North Star in Learning Analytics: 12 Metrics and a Decision Guide for L&D (Beyond Completion Rate)

A training may not be good just because it’s “90% completed”; another may not be bad just because it’s “40%”—because when a metric loses its context, it becomes just a number. In corporate learning, this is the most common blind spot I see: reports get squeezed into three numbers, and then everyone fights around those three numbers.

I find something interesting about people: the same manager can say, in the same week, “if completion is low, the training failed,” and the next day say, “if nobody watches it, let’s shorten the duration.” The first is an outcome metric; the second is a design decision. Both can be true—but not on the same dashboard, in the same sentence.

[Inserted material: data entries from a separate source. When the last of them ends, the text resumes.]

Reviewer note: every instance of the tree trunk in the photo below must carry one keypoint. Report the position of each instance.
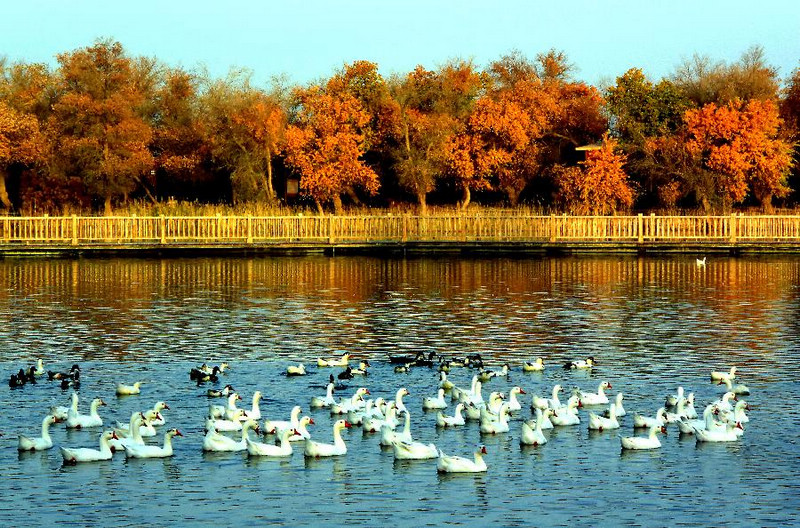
(351, 193)
(466, 196)
(4, 199)
(513, 196)
(422, 202)
(267, 181)
(766, 203)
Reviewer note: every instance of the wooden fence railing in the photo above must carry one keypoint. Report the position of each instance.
(242, 230)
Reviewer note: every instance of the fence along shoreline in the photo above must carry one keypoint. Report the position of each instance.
(492, 233)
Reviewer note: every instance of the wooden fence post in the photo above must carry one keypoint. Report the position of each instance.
(640, 227)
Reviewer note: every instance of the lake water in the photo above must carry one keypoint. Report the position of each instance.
(653, 324)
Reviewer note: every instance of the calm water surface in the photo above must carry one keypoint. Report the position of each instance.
(653, 324)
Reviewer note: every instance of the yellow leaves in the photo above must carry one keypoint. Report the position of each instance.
(739, 142)
(326, 143)
(600, 186)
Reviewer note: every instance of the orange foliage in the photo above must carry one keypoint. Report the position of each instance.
(325, 146)
(600, 186)
(20, 140)
(739, 143)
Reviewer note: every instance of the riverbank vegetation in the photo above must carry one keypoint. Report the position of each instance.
(105, 131)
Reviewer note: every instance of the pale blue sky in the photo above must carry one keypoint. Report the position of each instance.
(310, 38)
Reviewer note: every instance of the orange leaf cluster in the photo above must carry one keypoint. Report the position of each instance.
(326, 143)
(600, 186)
(739, 142)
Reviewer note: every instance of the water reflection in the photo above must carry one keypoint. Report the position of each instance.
(653, 324)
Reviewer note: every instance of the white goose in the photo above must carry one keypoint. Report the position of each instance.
(724, 403)
(445, 383)
(337, 448)
(398, 399)
(640, 421)
(688, 408)
(81, 421)
(542, 417)
(457, 393)
(414, 450)
(341, 362)
(620, 410)
(567, 415)
(457, 464)
(688, 426)
(145, 429)
(375, 423)
(389, 434)
(438, 402)
(272, 426)
(738, 413)
(356, 401)
(728, 434)
(221, 424)
(513, 402)
(500, 425)
(73, 455)
(719, 376)
(544, 403)
(672, 399)
(533, 435)
(301, 431)
(225, 411)
(601, 423)
(596, 398)
(39, 371)
(255, 411)
(26, 443)
(213, 441)
(146, 451)
(282, 449)
(296, 370)
(128, 390)
(159, 420)
(62, 412)
(451, 421)
(536, 366)
(650, 441)
(131, 434)
(326, 401)
(738, 389)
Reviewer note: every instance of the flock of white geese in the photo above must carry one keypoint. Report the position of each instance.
(228, 427)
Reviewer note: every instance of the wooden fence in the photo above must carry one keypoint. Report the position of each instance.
(133, 231)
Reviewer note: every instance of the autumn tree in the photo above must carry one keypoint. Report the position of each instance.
(178, 143)
(429, 108)
(325, 144)
(739, 144)
(20, 143)
(598, 185)
(99, 132)
(245, 129)
(704, 81)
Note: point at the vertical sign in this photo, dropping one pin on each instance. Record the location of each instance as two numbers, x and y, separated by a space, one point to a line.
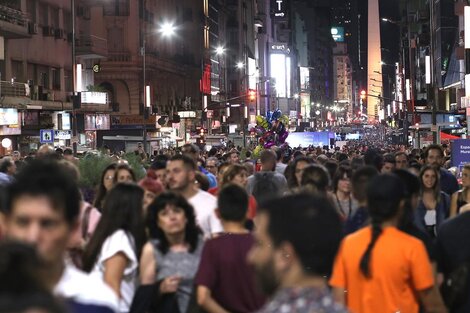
279 8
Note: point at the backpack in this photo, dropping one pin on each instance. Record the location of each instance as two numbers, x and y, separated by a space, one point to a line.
455 287
264 186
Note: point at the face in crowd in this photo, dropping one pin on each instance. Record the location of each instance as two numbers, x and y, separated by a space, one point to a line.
172 220
299 170
35 220
123 175
178 176
211 166
401 161
108 179
435 158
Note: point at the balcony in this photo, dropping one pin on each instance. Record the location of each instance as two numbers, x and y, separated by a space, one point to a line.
13 23
91 47
9 89
119 56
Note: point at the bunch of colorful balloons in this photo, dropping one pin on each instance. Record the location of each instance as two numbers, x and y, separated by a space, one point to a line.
271 129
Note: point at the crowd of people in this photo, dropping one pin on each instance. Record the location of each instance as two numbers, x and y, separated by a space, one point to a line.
357 229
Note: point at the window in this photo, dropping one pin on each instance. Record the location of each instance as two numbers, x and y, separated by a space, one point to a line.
68 80
31 9
43 14
17 71
55 17
43 76
55 78
115 39
116 8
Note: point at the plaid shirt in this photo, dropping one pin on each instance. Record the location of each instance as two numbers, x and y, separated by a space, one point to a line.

In this article, I’ll group metrics into 4 layers: operations, engagement/experience, evidence of learning, business impact. Then I’ll connect 12 metrics one by one to “which decision does this support?” Because the North Star in learning analytics isn’t a single metric; it’s decision quality.

“Not everything that can be counted counts, and not everything that counts can be counted.” [William Bruce Cameron, 1963]

1) Why completion rate is misleading on its own

Completion rate is the easiest thing to measure—and also the easiest to misinterpret.

In mandatory HSE/GDPR training, high completion is often not “learning” but the success of the tracking mechanism.
In dynamic teams like sales, low completion sometimes doesn’t mean “lack of interest” but operational friction (bad timing, long module, poor device compatibility).
If a course has 95% completion + low scores, you get a sad-shaped picture: “engagement exists but learning doesn’t.”

For me, completion rate is only meaningful together with these questions:

Who completed? (segment)
How long did it take to complete? (speed/delay)
Where did they struggle? (click/answer/time traces)
What happened next? (behavior/performance)

So I’m not throwing “completion” away. I’m just placing it inside a bigger decision set.

2) The four-layer metric model: Operations → Experience → Evidence → Impact

A training program is four things at once: an operation, an experience, a learning claim, and (hopefully) a business outcome.

I think of the table below as a “dashboard architecture”: each layer feeds the one above it, but it does not prove the upper layer by itself.

Layer	What does it measure?	Typical question	Risk of misuse
Operations	Process flow and tracking	“Who is late, where are they stuck?”	Blaming people for being “late”
Engagement/Experience	Behavior and friction	“Where do they drop off, why don’t they return?”	Mistaking entertainment for learning
Evidence of learning	Knowledge/decision quality	“Did they actually understand?”	Teaching to the test
Business impact	Performance/KPI linkage	“What did this training change?”	Treating correlation as causation

What I like about this model is this: L&D’s day-to-day operational decisions (reminders, flow, content revisions) and executive questions (investment, risk, performance) can be discussed in the same frame.

3) 12 metrics: Definition + what decision does it enable?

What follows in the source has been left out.